12. Is there one or two big ones around skills that they should have or steps that they should take that they can start right away?
As I mentioned above… it would be getting experience in the corporate world. If someone has their “eye” on a future OD career, the foundational learning could be done in parallel, which would give the real-time case studies to enhance the learning.

13. We see that after long years of working with different organizations you finally decided to work as a standalone consultant any particular reason for that?
The reason I stayed in the corporate world was because I was enjoying the work, and I felt I was still learning and growing as a leader and OD consultant. The reasons I chose to become a standalone consultant were two – - 1) I started to feel less enjoyment/passion in the corporate world, and 2) The financial situation was perfect. I reached a milestone where I would receive a retirement pension from Alcatel-Lucent, and I felt I had a huge network of potential clients.

14. What was your inspiration behind your publications?
Another great question – - and, again, my answer may not be too inspiring, but it will be very honest. I have never been very inspired to write or publish. The few items I have published were done with very little effort and with a lot of help. I have learned a lot from other’s writing, and I believe it’s a very important way to support the future of any field. It’s just not for me. I much prefer to pass along my experience and my own story through the workshops I design and deliver

15. Switching from Computer Sciences in bachelors to organizational development in masters. Reason for the drastic change?
Like many 18 year-olds, I never put much thought into the decision to study Computer Science. I was very good in math, and, when I was entering the university in the mid-1970’s, Computer Science was a new and growing field.  Mostly, at that point in life, I wanted to be a baseball player. I played baseball at the University, and held onto that dream until my last year. At that point, when I realized I would not have a career in baseball, I completed the degree in Computer Science and received an offer to work at IBM. Looking back on it, my time at IBM and then my early days at AT&T Bell Labs were crucial to my eventual success in OD. As I’ve mentioned earlier, this experience in the corporate world, and as a leader, is critical. The switch to OD came about when I found my passion. Once I did, I shaped and molded my career path to learn and do more of it. In an odd way, OD brought me back to much of why I enjoyed (and still enjoy) playing and coaching baseball. OD is about creating an environment where a team can succeed in achieving a common goal, while, at the same time, each individual can grow and develop in their role – - all of which is aimed at defeating the competition.

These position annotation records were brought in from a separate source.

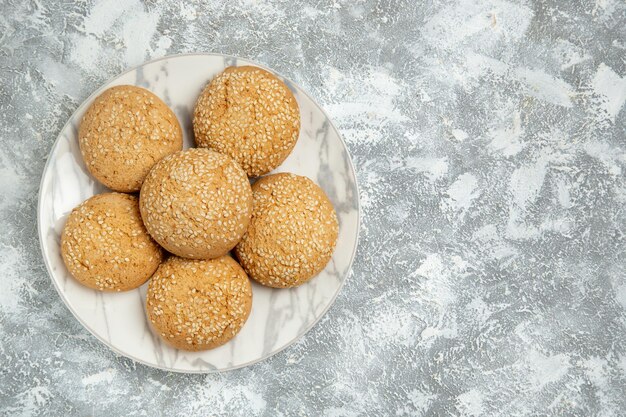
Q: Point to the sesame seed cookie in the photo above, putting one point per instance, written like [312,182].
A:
[125,131]
[196,203]
[292,233]
[250,115]
[198,304]
[105,245]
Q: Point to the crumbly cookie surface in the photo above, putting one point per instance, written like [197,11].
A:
[196,203]
[250,115]
[292,233]
[105,245]
[198,304]
[125,131]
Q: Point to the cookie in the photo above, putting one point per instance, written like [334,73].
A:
[292,233]
[105,245]
[196,203]
[125,131]
[198,304]
[250,115]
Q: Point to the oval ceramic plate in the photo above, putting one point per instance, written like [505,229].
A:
[278,317]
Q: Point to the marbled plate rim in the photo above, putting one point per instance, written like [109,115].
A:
[84,104]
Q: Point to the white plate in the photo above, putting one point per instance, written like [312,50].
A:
[279,317]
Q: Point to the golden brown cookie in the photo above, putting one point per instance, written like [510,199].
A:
[198,304]
[250,115]
[105,245]
[196,203]
[125,131]
[292,233]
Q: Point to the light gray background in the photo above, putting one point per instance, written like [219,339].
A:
[490,143]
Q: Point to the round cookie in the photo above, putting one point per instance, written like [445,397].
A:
[292,233]
[196,203]
[125,131]
[250,115]
[198,304]
[105,245]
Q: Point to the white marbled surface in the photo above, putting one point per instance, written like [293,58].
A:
[278,317]
[489,143]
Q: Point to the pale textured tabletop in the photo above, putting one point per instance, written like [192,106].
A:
[490,143]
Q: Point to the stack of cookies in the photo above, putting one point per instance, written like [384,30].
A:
[195,206]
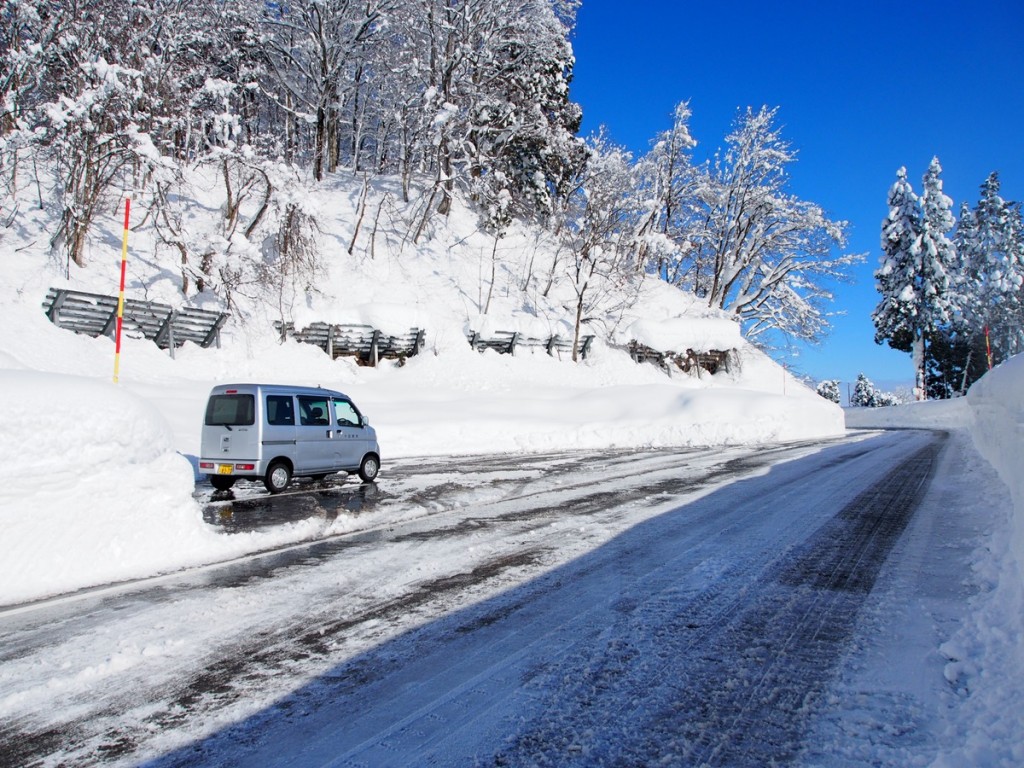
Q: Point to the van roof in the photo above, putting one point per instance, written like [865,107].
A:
[249,388]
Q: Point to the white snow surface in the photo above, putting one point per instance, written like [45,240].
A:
[96,478]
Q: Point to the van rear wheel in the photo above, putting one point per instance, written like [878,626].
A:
[278,476]
[369,468]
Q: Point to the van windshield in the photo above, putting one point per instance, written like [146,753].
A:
[230,411]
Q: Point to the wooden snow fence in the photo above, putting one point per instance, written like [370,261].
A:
[506,342]
[366,343]
[690,361]
[96,314]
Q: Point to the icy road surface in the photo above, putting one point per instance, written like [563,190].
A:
[670,607]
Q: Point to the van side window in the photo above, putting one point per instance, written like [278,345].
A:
[280,411]
[230,411]
[314,411]
[346,415]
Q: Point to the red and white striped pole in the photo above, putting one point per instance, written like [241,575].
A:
[121,294]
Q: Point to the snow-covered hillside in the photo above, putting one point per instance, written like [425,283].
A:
[97,478]
[103,468]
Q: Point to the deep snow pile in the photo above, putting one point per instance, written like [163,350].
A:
[95,482]
[985,656]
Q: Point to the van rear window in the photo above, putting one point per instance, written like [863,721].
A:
[230,411]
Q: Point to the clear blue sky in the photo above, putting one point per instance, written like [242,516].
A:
[862,88]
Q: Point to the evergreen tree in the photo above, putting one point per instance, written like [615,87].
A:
[991,244]
[913,279]
[829,390]
[864,394]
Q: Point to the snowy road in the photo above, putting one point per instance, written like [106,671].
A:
[621,608]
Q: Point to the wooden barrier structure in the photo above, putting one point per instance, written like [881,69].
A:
[690,361]
[366,343]
[506,342]
[95,314]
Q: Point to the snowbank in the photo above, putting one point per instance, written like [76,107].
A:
[997,406]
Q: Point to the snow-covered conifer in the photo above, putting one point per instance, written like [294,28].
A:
[829,390]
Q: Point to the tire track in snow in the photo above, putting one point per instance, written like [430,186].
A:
[737,675]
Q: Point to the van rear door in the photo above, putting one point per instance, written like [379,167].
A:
[316,443]
[229,432]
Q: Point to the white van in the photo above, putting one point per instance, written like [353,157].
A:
[274,433]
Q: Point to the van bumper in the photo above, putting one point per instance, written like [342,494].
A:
[231,467]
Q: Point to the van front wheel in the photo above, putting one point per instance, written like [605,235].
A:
[278,476]
[369,468]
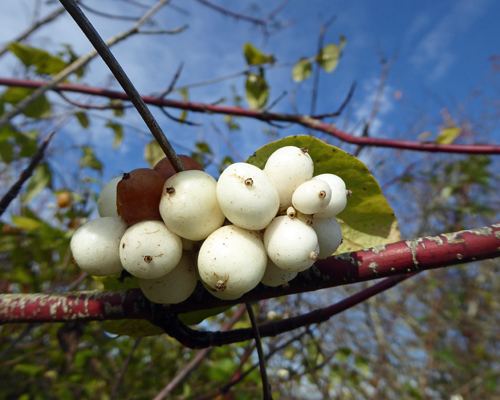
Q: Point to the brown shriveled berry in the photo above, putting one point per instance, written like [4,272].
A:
[165,168]
[138,195]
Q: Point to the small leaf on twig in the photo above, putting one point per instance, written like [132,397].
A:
[448,135]
[257,91]
[256,57]
[83,119]
[328,57]
[302,70]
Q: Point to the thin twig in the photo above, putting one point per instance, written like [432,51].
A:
[237,379]
[124,81]
[262,360]
[303,120]
[321,38]
[119,380]
[164,31]
[184,372]
[25,175]
[74,66]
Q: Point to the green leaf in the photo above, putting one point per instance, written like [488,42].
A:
[83,119]
[254,56]
[153,153]
[196,317]
[302,70]
[6,133]
[343,354]
[89,159]
[42,177]
[30,224]
[328,57]
[44,62]
[140,327]
[368,220]
[222,370]
[118,130]
[362,364]
[448,135]
[6,146]
[29,369]
[257,91]
[39,108]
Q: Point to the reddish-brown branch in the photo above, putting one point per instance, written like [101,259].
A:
[303,120]
[400,258]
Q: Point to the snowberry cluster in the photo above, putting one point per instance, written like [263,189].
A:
[250,226]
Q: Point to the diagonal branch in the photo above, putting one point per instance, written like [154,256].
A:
[74,66]
[25,175]
[401,258]
[123,80]
[265,116]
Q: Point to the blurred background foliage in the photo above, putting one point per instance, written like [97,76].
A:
[435,336]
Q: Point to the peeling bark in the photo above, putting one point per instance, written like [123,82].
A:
[400,258]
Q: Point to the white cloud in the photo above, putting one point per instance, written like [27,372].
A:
[433,52]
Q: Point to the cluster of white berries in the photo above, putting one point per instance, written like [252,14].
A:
[281,220]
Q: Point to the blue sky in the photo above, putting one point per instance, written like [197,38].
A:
[443,50]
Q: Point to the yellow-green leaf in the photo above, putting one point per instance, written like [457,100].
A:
[39,108]
[328,57]
[448,135]
[302,70]
[254,56]
[368,220]
[257,91]
[44,62]
[82,119]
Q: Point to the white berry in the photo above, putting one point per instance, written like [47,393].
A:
[189,206]
[95,246]
[312,196]
[231,262]
[148,250]
[338,200]
[174,287]
[291,244]
[287,168]
[247,197]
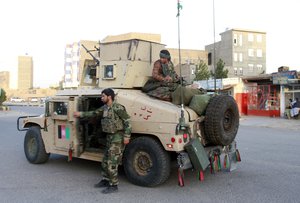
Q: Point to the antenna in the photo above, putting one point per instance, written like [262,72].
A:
[179,7]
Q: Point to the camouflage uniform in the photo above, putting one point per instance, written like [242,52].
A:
[165,89]
[116,123]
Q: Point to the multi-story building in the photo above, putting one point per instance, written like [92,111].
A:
[75,56]
[243,51]
[25,72]
[4,80]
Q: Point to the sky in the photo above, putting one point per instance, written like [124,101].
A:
[42,29]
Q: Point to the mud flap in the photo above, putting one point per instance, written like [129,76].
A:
[197,155]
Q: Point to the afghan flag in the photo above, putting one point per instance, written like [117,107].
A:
[63,132]
[179,7]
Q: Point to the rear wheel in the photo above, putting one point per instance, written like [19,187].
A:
[221,120]
[146,163]
[34,147]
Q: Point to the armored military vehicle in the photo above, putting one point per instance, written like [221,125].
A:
[161,130]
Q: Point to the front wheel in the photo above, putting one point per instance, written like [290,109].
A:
[34,147]
[146,163]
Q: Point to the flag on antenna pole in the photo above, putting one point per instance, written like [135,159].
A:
[179,7]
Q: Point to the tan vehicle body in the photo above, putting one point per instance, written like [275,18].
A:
[124,66]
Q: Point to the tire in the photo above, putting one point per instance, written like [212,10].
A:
[34,147]
[221,120]
[146,163]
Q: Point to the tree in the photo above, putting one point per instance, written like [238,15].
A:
[220,72]
[2,96]
[202,72]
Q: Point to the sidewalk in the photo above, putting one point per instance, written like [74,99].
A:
[270,122]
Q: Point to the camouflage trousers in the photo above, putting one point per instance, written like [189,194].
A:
[112,157]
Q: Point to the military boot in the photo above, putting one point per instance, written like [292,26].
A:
[102,183]
[110,189]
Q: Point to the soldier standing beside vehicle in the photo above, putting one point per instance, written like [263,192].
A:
[115,121]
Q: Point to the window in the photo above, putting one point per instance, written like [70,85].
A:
[250,52]
[241,40]
[109,72]
[241,57]
[259,53]
[60,108]
[241,71]
[235,39]
[250,37]
[235,56]
[259,38]
[259,67]
[251,67]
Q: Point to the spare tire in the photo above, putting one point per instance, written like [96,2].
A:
[221,121]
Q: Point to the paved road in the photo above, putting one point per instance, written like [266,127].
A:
[269,171]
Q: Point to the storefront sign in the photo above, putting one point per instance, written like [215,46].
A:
[283,78]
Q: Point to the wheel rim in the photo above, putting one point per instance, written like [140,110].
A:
[228,120]
[142,163]
[32,146]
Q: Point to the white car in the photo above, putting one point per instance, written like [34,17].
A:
[17,99]
[34,100]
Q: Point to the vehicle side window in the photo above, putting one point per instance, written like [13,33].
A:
[60,108]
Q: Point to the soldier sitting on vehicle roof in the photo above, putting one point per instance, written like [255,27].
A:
[165,83]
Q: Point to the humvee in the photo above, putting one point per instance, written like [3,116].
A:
[161,130]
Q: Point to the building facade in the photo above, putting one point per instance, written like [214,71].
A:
[243,51]
[25,72]
[4,80]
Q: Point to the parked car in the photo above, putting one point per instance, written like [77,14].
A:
[17,99]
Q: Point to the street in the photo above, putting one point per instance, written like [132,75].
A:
[269,171]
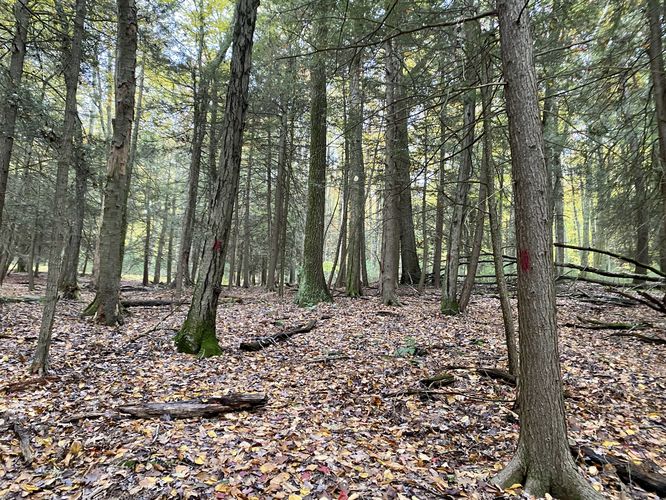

Frank LewsFrank-Lewskiki Bio
Frank is an experienced organization and leadership development consultant, coach and educator. In practice since 1986, Frank’s experience with corporate organizations, non-profit groups and academia includes work with senior leaders and teams from diverse functions and cultures. In addition to the U.S., Frank has worked with clients in countries around the world, including Canada, China, Belgium, Brazil, France, Germany, India, Italy, Mexico, Netherlands, Saudi Arabia, Singapore, Poland, Russia, UAE, and Ukraine. He currently splits his time between consulting projects to address complex organizational challenges, designing & teaching/facilitating advanced leadership, communication and organization development programs, executive coaching, and offering his expertise to non-profit organizations.